Sabine Hopp: Hier muss zwischen urbanem Raum und Gebäuden unterschieden werden. Lösungen in urbanen Strukturen sind großräumiger und bedürfen einer umfassenden Planung. Hilfreich für Menschen mit Höreinschränkungen sind beispielsweise:
- klar erkennbare und bestenfalls voneinander abgegrenzte Strukturen für Fußgänger, Fahrradfahrer und Autofahrer (Hintergrund: Die meisten Menschen nehmen Verkehrsteilnehmer unbewusst auch akustisch wahr. Gehörlöse können sich nähernde Fahrzeuge oder Personen außerhalb ihres Blickfelds jedoch nicht akustisch orten.)

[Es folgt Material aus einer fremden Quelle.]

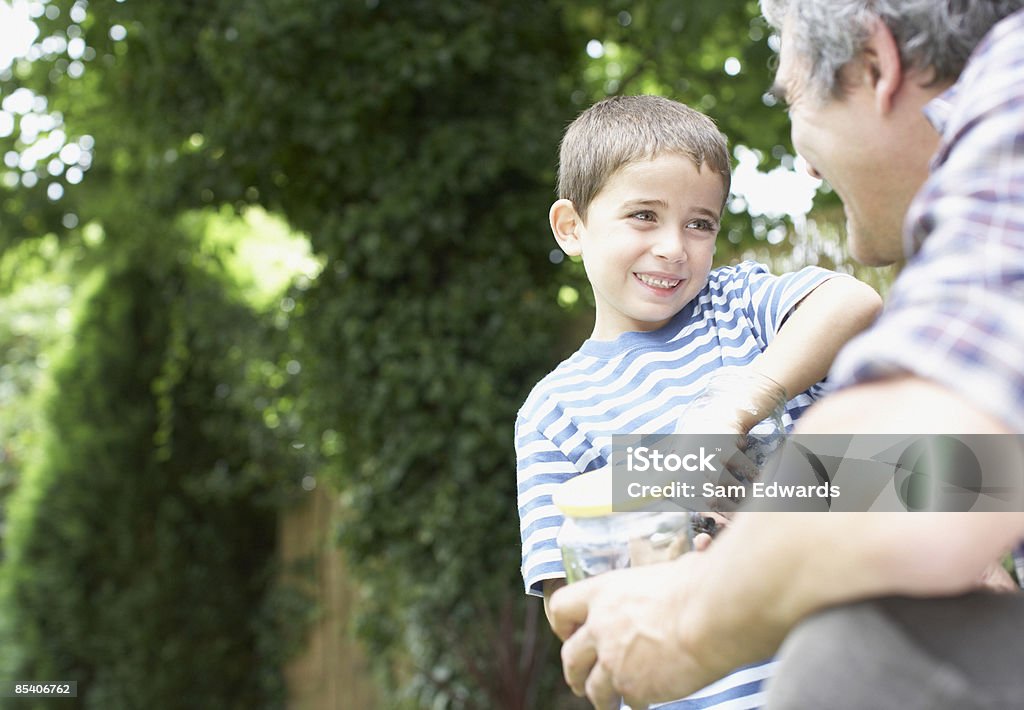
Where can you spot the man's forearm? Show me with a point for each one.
(779, 568)
(806, 345)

- durchgängige visuelle Leitsysteme (digital oder analog) mit reduzierten Texten und intuitiven, leicht verständlichen Piktogrammen sowie einheitlichem Farbkonzept (Hintergrund: Visuelle oder taktile Leitsysteme ersetzen bzw. unterstützen den fehlenden bzw. eingeschränkten akustischen Sinn. Die Orientierung im Raume erfolgt intuitiv und unbewusst auf einer mehr-dimensionalen Ebene im 360 Grad Winkel. Ist eine Wahrnehmungsdimension, hier das Hören, eingeschränkt oder nicht vorhanden, kann dies zu Orientierungslosigkeit und Ängsten führen. Bei Gehörlosen zudem mit der Besonderheit, dass die Wahrnehmung und somit die Orientierung nach vorne, auf den individuellen Blickwinkel, beschränkt ist.)
- Zonierung mit sicheren Aufenthaltsqualitäten, also ruhigen Bereichen ohne oder mit reduzierten Geräuschen
- freie Fluchten und Sichtachsen, um eine gute Einsehbarkeit und Orientierung zu ermöglichen (Hintergrund: Dabei geht es nicht nur darum entgegenkommende, noch nicht sichtbare Personen rechtzeitig bemerken zu können. Visuelle und sensorische Informationen helfen Menschen mit Höreinschränkungen dabei, individuell zu erfassen, was räumlich um sie herum stattfindet.)
bfb: Und was ist innerhalb von Gebäuden zu beachten?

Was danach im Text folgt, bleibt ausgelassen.